A car that veered off a road on Wednesday in Winston-Salem, North
Carolina, was suspended over a pedestrian tunnel that hundreds of
Richard J. Reynolds High School students typically use, had the incident
not taken place early in the morning.
"Thank God it happened at 7 o’clock in the morning," Diana Kelly, the
school's financial secretary told ABC News. Kelly said many of the
school's 1,800 students use the pedestrian passageway to walk from the
school's bus lot to the main building starting around 8:20 a.m., to
prevent them from crossing the street at ground level. School starts at
8:50 a.m., she said.
The driver, 28, was able to get out of the still-running car. But in the
vehicle was his 2-year-old daughter, whose name has not been released.
"The vehicle was partially suspended in the air but the transmission was
still engaged, which made the vehicle’s position very unstable," the
police report stated. "The driver was able to escape from the vehicle
but the 2-year-old child was still inside of the unstable and severely
damaged vehicle."
A Winston-Salem police officer came to the toddler's rescue.
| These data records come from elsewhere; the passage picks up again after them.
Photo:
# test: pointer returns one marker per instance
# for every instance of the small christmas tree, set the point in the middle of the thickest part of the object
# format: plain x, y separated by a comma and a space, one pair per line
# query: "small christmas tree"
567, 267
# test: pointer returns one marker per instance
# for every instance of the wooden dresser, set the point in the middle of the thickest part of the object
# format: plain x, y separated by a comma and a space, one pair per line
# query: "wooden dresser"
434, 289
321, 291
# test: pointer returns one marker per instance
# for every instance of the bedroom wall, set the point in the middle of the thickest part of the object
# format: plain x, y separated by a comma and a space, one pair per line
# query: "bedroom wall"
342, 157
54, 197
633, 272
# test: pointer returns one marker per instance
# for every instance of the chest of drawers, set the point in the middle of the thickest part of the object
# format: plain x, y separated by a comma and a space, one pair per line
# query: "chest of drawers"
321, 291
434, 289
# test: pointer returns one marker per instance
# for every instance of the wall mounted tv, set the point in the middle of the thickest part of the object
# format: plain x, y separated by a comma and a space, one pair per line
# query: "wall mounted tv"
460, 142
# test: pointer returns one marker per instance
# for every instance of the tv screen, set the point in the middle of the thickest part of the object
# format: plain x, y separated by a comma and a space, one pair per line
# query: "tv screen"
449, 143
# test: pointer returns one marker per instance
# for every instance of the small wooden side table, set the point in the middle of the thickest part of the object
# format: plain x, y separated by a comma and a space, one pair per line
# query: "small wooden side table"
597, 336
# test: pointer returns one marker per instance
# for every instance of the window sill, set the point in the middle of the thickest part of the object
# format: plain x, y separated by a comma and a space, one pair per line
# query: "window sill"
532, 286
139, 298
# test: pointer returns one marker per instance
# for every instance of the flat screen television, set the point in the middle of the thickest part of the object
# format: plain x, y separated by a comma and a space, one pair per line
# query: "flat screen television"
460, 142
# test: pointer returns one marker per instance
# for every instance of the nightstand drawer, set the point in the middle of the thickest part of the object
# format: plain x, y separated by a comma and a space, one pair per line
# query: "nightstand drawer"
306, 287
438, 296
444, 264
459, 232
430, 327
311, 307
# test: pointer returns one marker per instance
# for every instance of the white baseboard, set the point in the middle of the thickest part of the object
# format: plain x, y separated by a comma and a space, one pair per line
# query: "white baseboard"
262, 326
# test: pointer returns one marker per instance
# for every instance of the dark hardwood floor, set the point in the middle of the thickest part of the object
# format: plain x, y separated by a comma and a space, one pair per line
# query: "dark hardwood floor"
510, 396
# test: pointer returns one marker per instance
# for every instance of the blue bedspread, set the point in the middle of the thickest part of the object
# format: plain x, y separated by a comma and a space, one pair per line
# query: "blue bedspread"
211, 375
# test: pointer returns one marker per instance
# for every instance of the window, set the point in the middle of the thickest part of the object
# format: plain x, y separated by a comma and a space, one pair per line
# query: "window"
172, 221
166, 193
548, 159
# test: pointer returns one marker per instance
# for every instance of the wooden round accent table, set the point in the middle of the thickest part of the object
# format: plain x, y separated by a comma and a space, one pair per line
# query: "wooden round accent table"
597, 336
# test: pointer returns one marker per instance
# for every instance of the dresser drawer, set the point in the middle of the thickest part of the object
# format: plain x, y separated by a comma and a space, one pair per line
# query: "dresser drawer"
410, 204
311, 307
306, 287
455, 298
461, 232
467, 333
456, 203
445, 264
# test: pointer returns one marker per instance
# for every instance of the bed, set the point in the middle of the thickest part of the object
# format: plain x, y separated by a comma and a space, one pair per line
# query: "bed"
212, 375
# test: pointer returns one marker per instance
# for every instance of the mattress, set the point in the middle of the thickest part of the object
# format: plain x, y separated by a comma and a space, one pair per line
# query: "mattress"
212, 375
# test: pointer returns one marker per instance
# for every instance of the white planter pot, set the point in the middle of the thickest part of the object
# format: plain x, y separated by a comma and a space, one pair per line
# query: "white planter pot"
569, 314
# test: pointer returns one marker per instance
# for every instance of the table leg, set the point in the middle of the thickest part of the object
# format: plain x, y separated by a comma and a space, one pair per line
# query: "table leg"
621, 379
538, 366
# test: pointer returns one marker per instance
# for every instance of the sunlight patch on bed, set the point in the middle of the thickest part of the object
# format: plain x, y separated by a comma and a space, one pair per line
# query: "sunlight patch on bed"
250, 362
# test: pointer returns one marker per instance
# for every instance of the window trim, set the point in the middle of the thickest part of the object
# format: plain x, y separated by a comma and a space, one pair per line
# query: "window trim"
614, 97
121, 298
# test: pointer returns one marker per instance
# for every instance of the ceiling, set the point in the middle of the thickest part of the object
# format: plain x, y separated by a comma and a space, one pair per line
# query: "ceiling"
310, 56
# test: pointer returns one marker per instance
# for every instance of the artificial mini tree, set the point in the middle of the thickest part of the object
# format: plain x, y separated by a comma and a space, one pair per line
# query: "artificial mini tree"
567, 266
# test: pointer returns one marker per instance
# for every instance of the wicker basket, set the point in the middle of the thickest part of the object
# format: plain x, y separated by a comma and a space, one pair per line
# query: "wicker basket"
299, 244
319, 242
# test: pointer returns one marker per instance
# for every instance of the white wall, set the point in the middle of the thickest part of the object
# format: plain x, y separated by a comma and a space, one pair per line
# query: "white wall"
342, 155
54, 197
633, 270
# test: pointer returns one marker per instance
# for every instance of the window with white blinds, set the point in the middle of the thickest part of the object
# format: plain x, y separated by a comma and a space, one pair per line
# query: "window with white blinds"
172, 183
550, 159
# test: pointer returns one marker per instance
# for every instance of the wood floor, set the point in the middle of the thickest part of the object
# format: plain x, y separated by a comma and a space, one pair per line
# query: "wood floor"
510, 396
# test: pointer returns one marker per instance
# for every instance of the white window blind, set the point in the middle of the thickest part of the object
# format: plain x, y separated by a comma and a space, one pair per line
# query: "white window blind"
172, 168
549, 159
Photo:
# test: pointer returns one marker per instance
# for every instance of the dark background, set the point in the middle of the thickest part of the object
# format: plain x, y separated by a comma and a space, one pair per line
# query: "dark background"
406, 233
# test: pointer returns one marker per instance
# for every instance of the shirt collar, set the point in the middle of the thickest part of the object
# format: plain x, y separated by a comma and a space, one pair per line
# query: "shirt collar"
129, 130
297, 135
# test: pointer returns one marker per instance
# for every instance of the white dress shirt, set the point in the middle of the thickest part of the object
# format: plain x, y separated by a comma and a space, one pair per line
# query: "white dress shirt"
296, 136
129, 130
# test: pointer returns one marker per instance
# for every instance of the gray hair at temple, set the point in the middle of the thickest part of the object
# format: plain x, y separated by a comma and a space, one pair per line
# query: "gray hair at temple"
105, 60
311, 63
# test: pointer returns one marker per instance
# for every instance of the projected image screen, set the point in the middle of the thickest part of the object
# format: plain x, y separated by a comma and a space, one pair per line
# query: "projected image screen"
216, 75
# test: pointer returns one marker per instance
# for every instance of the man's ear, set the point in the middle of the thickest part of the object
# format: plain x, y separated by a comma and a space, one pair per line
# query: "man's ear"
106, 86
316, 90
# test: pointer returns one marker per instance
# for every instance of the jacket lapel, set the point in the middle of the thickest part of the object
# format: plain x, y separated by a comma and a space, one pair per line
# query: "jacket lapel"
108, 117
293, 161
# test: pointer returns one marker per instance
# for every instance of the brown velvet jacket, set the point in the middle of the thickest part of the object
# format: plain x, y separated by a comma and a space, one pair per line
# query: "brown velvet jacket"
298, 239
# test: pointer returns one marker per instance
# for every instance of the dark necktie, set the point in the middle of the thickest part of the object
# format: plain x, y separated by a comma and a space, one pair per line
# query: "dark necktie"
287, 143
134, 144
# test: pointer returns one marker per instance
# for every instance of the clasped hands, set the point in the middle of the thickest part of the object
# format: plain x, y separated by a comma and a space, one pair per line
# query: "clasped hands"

The child
was not injured and was taken to the hospital as a precautionary
measure, the police report stated.
Officer Travis McFadden, who works for the Winston-Salem Police
Department and is assigned as a school resource officer to Kingswood
School, happened to be driving by when he saw the crash, Sgt. Mark
Griffin told ABC News.
The front bumper and back bumper were on the concrete tunnel walls,
Griffin said, and the car was suspended about 10 feet above the walkway.